COMMENTARY: Agreeing to disagree

c. 1999 Religion News Service

(Dale Hanson Bourke is publisher of RNS.)

UNDATED _ Somewhere between all-inclusive political correctness and exclusive bigotry is a place where people who hold strong and divergent opinions can disagree respectfully.

It is not an easy place to find. Humanly, we feel most comfortable with those who share our beliefs and biases. And the more time we spend with others of like mind, the easier it becomes to demonize those who disagree as ignorant, misguided or evil.

Those of us in the media don't help much either. It's news when people disagree vehemently. It becomes front-page fodder when the debate turns ugly. Shouting matches become instant news sound bites.

But as citizens we recognize there is something precious and delicate in our right to disagree with one another. It is not upheld by mind-numbing inclusiveness nor is it illustrated by polarized polemics.

The importance of that right is most evident when thinking people come together and debate with dignity. It is most valuable when people can listen to one another and begin to understand even if they never agree.

Recently a series of meetings have sprung up across the country bringing people of very different mindsets together to"dialogue"as they often bill the occasions. One of the most recent and visible meetings occurred last weekend when the Rev. Jerry Falwell and the Rev. Mel White met to discuss their very different views of homosexuality.

But there have been others. Harvard Divinity School was the setting for women who held widely divergent religious views to find common ground during a weekend of discussions and presentations. The Ethics and Public Policy Center hosted Southern Baptist clergy and Jewish leaders in a series of meetings to discuss the Christian notion of evangelizing Jews.

These and other meetings have been mostly off the record, meaning media either weren't allowed into the sessions or were not permitted to report on the content.

But the spirit of such meetings has been remarkable by most accounts, mostly because the participants have been willing to openly and strongly express their views without ascribing motives to their counterparts. In the end people have walked out of such sessions with changed hearts if not changed minds.

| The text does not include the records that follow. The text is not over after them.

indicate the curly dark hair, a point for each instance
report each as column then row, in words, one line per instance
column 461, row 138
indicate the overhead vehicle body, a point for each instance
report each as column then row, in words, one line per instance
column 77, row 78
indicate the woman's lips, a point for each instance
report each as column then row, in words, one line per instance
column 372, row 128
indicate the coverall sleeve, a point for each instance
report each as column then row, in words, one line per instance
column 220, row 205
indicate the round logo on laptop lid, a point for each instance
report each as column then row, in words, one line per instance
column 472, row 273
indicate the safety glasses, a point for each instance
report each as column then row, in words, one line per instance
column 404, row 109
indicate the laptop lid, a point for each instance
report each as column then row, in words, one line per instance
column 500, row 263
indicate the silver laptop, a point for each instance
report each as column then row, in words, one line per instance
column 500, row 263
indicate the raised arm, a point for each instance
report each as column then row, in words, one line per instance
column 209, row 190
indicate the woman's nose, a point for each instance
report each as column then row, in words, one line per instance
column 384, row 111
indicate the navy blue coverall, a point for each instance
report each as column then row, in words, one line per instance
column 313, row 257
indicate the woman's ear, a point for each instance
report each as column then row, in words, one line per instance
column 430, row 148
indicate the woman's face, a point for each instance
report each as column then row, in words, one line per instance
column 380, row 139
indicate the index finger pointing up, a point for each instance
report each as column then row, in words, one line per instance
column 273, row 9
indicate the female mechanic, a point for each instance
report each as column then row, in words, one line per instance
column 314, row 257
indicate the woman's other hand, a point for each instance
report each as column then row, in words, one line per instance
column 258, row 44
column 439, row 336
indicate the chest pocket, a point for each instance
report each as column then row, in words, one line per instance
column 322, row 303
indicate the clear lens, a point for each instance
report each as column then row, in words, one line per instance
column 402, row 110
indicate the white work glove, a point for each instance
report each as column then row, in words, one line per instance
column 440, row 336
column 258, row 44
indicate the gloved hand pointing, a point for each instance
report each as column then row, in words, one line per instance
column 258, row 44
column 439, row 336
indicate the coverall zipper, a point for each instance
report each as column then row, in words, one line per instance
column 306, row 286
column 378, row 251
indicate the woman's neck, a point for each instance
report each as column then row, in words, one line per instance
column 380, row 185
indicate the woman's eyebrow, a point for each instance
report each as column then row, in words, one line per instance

Falwell, a well-known conservative pastor and founder of the Moral Majority, and White, a former ghostwriter for Falwell and other evangelists and now an activist for gay rights, made headlines because of their high visibility. Other meetings were never reported not only because of their off-the-record status but also because people getting along simply isn't news.

Yet in one of the meetings I attended as an observer, it was clear a rabbi and a Southern Baptist minister had started out as potential combatants and had become true friends. The rabbi hadn't converted and the minister hadn't stopped evangelizing. But the two had come to understand one another in a way that seemed to profoundly impact each of them.

That may not be news but it certainly is a story.

And the most wonderful part of the story is that it can be duplicated in other places and with people of all different backgrounds.

As a nation we must get back to discussing the hard questions with one another. We must find ways to set up safe environments where we can meet and disagree without shouting. And we must teach our children to do the same with one another.

A strong democracy is built on lively debate. A vibrant community grows out of diversity. But underpinning it all is communication with one another.